Abstract
High-resistivity (CdZn)Te is a very promising material for X-ray and gamma-ray detectors capable of work at room temperature due to optimal energy bang-gap and high density. One of the main problems of preparation of high performance detectors is formation of stable electrical contacts.
Contact preparation is a complex of methods including surface treatment, metallization and surface passivation. Each step has to be optimized to eliminate leakage current, detector polarization and formation of oxide layer under electrical contact resulting in surface recombination.
The alcohol-based gold contacts are very promising electrical contacts since they do not allow formation of surface oxide layer unlike aqueous based gold chloride contacts in which the oxide layer forms. Another advantage of alcohol-based gold contacts is their higher adhesion to detector which reflects lack of oxide layer as well as different chemistry involved in contact creation.
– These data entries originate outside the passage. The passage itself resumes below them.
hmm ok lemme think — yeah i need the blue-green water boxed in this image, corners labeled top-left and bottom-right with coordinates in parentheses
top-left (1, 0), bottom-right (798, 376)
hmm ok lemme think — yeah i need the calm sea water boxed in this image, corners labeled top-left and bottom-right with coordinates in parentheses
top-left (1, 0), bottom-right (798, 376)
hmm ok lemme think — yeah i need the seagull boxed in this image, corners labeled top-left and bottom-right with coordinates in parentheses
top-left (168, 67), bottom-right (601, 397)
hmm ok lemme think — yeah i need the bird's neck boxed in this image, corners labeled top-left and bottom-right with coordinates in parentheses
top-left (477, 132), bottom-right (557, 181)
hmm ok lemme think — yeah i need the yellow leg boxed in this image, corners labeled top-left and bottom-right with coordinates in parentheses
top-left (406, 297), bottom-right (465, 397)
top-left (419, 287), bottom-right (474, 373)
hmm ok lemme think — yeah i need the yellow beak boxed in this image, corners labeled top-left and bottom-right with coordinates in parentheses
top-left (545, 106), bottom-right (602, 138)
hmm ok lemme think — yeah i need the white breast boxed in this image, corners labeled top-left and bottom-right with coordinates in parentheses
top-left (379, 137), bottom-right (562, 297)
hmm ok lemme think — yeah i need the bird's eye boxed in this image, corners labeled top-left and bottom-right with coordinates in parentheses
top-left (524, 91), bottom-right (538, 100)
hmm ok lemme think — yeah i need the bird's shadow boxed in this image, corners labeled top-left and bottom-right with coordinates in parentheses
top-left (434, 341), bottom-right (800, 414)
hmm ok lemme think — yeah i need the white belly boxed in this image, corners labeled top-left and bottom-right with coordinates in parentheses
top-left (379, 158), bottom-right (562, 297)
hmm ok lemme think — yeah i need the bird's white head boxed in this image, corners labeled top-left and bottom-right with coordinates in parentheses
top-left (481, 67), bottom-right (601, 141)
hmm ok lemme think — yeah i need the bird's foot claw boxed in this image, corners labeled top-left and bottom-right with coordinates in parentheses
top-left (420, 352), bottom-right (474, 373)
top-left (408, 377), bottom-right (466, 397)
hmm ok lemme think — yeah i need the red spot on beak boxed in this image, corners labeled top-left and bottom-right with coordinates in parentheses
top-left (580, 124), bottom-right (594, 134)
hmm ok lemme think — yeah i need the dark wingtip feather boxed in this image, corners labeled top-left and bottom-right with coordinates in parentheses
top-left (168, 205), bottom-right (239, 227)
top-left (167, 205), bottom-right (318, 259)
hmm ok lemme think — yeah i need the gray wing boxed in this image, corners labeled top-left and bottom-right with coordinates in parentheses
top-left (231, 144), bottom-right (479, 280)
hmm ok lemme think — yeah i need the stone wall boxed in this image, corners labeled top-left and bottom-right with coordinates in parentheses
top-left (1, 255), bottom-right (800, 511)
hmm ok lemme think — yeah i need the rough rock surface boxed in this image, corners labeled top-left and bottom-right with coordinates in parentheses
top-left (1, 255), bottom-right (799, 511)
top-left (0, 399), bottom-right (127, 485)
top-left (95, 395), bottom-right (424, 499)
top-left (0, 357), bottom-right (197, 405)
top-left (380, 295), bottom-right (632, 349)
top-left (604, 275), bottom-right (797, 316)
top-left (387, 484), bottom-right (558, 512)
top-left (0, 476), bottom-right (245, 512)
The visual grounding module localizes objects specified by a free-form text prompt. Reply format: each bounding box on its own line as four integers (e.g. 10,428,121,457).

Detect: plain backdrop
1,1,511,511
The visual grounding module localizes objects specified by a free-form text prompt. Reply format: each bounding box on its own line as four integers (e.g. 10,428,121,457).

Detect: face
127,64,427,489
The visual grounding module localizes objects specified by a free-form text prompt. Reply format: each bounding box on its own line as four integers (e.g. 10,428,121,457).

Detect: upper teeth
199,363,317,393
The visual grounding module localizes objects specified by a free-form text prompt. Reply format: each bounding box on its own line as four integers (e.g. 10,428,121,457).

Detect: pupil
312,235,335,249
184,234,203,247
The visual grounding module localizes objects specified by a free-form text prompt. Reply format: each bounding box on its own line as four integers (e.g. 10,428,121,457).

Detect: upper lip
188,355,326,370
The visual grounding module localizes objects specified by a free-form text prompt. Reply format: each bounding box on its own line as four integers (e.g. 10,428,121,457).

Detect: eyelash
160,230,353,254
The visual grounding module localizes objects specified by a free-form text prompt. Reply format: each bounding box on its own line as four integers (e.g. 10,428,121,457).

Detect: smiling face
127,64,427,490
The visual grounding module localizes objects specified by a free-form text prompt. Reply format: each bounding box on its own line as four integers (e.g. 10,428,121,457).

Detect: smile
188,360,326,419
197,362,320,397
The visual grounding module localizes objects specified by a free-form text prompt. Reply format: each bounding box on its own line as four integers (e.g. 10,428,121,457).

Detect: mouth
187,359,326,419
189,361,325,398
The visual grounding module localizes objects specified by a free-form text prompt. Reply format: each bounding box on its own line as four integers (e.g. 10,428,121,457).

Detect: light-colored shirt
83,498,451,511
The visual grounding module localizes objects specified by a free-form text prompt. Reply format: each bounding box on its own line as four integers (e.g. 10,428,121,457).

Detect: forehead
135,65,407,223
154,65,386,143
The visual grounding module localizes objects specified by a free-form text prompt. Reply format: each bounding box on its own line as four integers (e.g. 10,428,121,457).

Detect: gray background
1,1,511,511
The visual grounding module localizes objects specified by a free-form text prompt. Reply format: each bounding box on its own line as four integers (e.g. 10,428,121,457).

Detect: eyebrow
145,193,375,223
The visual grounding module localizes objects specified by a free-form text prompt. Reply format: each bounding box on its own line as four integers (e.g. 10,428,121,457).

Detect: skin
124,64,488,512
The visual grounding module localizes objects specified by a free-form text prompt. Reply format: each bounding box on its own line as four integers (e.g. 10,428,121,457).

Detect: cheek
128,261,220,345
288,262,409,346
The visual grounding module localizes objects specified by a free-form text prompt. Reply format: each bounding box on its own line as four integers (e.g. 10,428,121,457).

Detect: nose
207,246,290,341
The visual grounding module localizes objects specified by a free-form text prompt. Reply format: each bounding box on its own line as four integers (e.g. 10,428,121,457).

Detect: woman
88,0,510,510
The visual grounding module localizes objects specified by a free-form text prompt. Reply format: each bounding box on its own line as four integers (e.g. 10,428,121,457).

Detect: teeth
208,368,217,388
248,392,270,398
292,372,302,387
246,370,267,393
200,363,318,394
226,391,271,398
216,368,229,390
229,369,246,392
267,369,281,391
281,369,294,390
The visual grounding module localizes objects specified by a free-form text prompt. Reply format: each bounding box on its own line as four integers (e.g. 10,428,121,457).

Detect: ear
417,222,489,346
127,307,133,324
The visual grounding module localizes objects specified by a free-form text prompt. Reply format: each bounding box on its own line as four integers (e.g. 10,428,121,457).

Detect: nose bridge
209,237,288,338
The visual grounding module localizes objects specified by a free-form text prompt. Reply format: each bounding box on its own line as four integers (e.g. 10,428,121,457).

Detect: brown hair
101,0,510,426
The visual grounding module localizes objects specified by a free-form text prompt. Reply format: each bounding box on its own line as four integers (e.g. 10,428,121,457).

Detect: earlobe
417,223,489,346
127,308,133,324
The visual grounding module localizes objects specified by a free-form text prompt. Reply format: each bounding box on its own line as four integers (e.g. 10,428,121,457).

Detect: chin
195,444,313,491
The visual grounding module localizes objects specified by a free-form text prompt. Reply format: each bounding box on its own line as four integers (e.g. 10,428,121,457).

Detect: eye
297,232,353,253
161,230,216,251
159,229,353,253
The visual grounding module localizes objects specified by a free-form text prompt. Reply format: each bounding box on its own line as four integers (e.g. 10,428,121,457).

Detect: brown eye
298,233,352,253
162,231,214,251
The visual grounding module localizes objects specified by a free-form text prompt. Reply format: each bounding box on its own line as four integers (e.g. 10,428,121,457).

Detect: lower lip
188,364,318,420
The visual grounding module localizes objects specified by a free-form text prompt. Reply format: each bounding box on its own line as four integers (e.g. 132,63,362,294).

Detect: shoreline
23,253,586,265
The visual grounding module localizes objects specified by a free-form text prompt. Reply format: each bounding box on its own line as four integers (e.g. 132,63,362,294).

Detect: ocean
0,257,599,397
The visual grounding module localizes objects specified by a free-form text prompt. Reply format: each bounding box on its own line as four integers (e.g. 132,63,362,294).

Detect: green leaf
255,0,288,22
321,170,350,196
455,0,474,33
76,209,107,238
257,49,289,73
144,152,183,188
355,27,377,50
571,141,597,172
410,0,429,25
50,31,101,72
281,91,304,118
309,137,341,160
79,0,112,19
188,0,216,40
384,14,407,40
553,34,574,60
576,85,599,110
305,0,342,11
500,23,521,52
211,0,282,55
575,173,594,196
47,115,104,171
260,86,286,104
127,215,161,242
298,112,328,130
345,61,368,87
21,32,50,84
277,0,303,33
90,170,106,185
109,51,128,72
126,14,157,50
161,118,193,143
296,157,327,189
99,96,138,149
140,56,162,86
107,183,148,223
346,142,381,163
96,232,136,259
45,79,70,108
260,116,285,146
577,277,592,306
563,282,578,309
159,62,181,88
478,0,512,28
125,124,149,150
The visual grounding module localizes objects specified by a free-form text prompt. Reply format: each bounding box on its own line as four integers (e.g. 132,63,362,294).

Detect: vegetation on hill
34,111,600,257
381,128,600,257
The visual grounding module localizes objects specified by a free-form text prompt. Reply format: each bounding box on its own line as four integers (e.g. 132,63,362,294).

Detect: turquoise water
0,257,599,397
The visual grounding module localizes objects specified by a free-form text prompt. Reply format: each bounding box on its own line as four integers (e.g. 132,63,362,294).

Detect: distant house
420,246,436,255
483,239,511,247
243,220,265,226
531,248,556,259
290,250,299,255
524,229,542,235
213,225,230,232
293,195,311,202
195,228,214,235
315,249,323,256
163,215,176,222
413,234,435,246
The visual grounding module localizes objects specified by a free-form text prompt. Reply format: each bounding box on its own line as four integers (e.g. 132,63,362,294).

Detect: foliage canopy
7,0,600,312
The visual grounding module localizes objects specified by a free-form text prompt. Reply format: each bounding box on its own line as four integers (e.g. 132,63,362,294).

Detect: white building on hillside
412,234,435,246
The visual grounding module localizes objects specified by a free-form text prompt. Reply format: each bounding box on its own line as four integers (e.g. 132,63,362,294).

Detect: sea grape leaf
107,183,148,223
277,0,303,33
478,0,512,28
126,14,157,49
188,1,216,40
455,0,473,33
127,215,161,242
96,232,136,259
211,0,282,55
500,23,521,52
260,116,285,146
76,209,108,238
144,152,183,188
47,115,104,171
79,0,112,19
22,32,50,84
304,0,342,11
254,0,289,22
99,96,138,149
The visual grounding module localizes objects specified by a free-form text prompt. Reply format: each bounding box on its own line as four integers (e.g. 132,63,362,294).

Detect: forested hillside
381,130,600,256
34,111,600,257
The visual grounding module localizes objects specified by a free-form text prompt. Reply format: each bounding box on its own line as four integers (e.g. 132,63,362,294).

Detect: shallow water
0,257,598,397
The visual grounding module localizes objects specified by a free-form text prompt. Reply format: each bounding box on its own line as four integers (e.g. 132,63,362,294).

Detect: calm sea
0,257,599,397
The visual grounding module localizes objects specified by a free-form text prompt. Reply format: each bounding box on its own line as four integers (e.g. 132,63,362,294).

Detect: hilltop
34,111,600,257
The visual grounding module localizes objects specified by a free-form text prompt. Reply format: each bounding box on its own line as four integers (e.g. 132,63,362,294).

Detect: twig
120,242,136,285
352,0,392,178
Transport properties of CdZnTe detectors with alcohol based gold contacts is compared to another types of electrical contacts such as aqueous based gold contacts and evaporation. Laser induced transient current technique (L-TCT) is used for investigation of internal electric field, drift mobility, surface recombination and the dynamics of charge trapping and detrapping for the detector with different electrical contacts.
The main advantage of alcohol-based contacts is their lower leakage current resulting in less noise and higher possible operating voltage. This allows for faster charge collection and thus faster operation of a detector.
Electrical contact configuration with guard ring is used for the characterization of the leakage current and theoretical model based on the two-opposite connected Schottky diodes with shunted resistance is used for evaluation of contact properties.